I due si fermarono davanti a Bentley.

— Presumo che voi siate il proprietario — disse l’uomo.

Parlava in modo strano, mangiando le parole, ma era comprensibile.

— Volete dire, suppongo, se sono il padrone di questo posto — disse Bentley.

— Probabilmente è così — rispose l’altro. — Forse non parlo come si usa oggi, ma voi mi sentite.

— Certo che vi sento — affermò Bentley. — Ma cosa vuol dire “come si usa oggi”? Che si cambia modo di parlare tutti i giorni?

— Non intendo questo — spiegò l’uomo. — Dovete perdonare la nostra intrusione. Deve sembrare sconveniente.
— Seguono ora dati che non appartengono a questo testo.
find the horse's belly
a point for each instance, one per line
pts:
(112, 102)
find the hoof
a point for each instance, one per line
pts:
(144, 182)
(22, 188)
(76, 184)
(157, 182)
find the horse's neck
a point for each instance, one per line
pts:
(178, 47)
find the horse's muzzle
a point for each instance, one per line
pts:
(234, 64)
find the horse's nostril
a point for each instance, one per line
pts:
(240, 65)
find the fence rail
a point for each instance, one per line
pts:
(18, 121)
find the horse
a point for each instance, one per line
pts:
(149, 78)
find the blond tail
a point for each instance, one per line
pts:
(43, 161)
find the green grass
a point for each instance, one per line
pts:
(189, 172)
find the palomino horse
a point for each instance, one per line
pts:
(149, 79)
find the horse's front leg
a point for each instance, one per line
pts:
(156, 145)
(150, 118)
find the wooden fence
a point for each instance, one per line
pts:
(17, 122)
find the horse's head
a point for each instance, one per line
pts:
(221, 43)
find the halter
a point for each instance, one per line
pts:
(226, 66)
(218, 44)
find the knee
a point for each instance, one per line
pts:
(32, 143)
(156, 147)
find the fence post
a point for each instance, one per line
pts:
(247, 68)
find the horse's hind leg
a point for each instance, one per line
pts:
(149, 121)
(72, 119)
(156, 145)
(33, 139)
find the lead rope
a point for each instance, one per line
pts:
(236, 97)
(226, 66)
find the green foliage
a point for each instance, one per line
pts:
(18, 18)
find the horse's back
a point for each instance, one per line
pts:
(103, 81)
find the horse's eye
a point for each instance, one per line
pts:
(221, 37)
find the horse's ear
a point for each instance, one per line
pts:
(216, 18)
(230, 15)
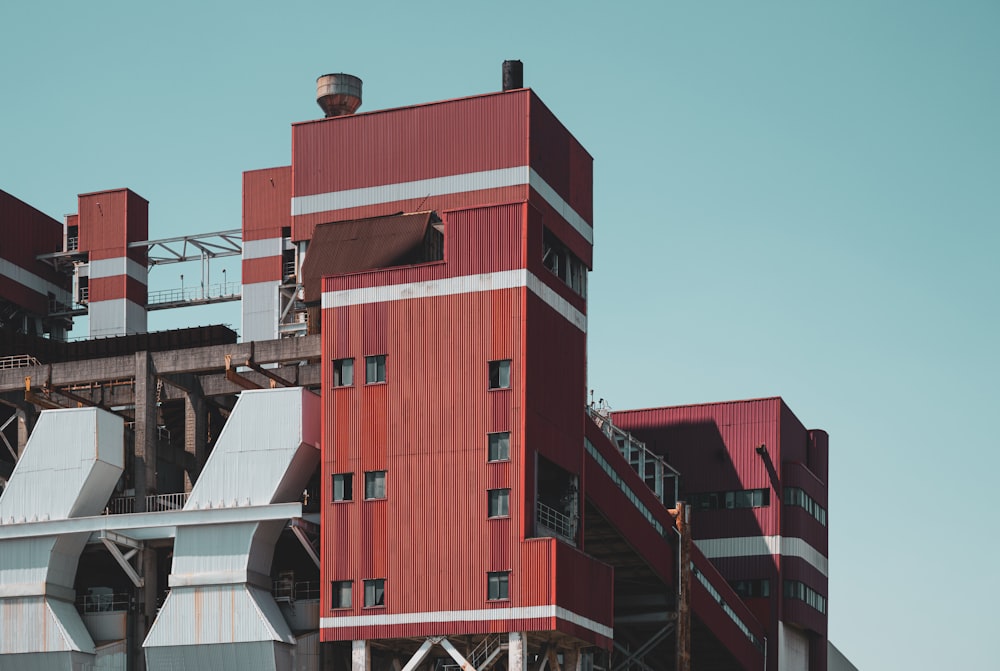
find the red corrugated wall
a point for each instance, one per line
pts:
(27, 233)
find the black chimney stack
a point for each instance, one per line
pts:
(513, 75)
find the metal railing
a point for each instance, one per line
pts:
(125, 505)
(225, 290)
(288, 590)
(654, 470)
(488, 650)
(102, 603)
(18, 361)
(552, 519)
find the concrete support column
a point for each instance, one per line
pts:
(361, 658)
(517, 651)
(26, 417)
(572, 660)
(145, 430)
(195, 433)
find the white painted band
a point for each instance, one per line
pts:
(757, 546)
(439, 186)
(465, 284)
(116, 267)
(484, 615)
(262, 249)
(28, 279)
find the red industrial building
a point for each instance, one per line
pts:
(473, 509)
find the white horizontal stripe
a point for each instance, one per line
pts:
(756, 546)
(466, 284)
(34, 282)
(439, 186)
(116, 267)
(485, 615)
(262, 249)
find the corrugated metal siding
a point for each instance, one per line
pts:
(561, 160)
(267, 198)
(555, 385)
(410, 143)
(435, 538)
(109, 220)
(713, 446)
(27, 233)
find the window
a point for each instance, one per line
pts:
(375, 485)
(751, 588)
(744, 498)
(499, 502)
(340, 594)
(374, 593)
(795, 496)
(343, 372)
(797, 590)
(564, 264)
(497, 585)
(374, 369)
(499, 446)
(500, 374)
(343, 486)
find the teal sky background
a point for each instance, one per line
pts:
(791, 198)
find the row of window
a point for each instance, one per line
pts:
(751, 589)
(341, 591)
(497, 500)
(564, 264)
(797, 497)
(343, 486)
(744, 498)
(797, 590)
(498, 449)
(343, 372)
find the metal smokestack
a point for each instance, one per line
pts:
(338, 94)
(513, 75)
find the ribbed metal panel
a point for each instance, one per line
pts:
(714, 448)
(411, 143)
(267, 196)
(26, 233)
(109, 220)
(259, 450)
(561, 160)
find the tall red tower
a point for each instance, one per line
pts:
(455, 240)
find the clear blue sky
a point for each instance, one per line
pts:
(791, 198)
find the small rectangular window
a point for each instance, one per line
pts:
(343, 486)
(343, 372)
(374, 593)
(374, 369)
(340, 594)
(497, 585)
(375, 485)
(499, 502)
(499, 449)
(500, 374)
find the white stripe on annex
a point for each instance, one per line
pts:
(439, 186)
(118, 266)
(485, 615)
(466, 284)
(262, 249)
(756, 546)
(37, 284)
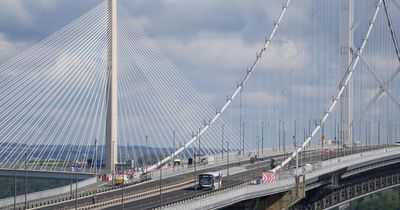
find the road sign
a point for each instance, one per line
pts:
(129, 172)
(268, 177)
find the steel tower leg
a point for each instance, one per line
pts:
(112, 92)
(346, 41)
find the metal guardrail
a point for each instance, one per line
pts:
(232, 195)
(7, 202)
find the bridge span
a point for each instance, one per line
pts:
(329, 185)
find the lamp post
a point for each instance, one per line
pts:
(258, 156)
(26, 182)
(145, 155)
(15, 187)
(95, 170)
(76, 187)
(123, 183)
(173, 150)
(195, 176)
(160, 185)
(222, 142)
(262, 137)
(227, 163)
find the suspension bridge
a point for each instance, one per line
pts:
(100, 94)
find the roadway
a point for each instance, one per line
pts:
(251, 172)
(182, 192)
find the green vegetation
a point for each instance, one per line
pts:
(385, 200)
(34, 185)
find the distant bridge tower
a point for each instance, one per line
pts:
(346, 41)
(112, 91)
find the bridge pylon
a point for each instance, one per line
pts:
(346, 41)
(112, 91)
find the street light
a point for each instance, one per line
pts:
(258, 156)
(160, 185)
(227, 163)
(195, 176)
(26, 182)
(222, 142)
(173, 150)
(95, 170)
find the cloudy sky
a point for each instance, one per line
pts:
(213, 42)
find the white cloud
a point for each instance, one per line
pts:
(230, 51)
(15, 10)
(10, 49)
(262, 99)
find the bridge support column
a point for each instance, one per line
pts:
(346, 41)
(112, 92)
(289, 198)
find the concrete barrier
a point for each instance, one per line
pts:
(46, 193)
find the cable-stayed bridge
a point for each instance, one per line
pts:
(100, 92)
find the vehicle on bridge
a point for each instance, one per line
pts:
(212, 180)
(120, 179)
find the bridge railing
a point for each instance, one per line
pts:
(46, 193)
Ci comporteremo in modo da non danneggiare la vostra proprietà.

— Be’, amico, vi dirò che questo posto non è mio — disse Bentley. — Ci bado intanto che il padrone è via. Volete chiedere a quella gente di non calpestare le aiuole? La moglie di Joe ci resterebbe malissimo trovando tutti i fiori schiacciati, al suo ritorno. Ci tiene molto. Intanto che parlavano, la gente continuava a uscire dalla porta e adesso avevano invaso tutto il giardino e cominciavano a sconfinare in quelli vicini, e qualcuno usciva di casa a vedere cosa stava succedendo.

— Non temete per i fiori — disse la ragazza con un caldo sorriso. — È tutta brava gente beneducata.

— Fanno molto conto sulla vostra tolleranza — disse l’uomo. — Sono profughi.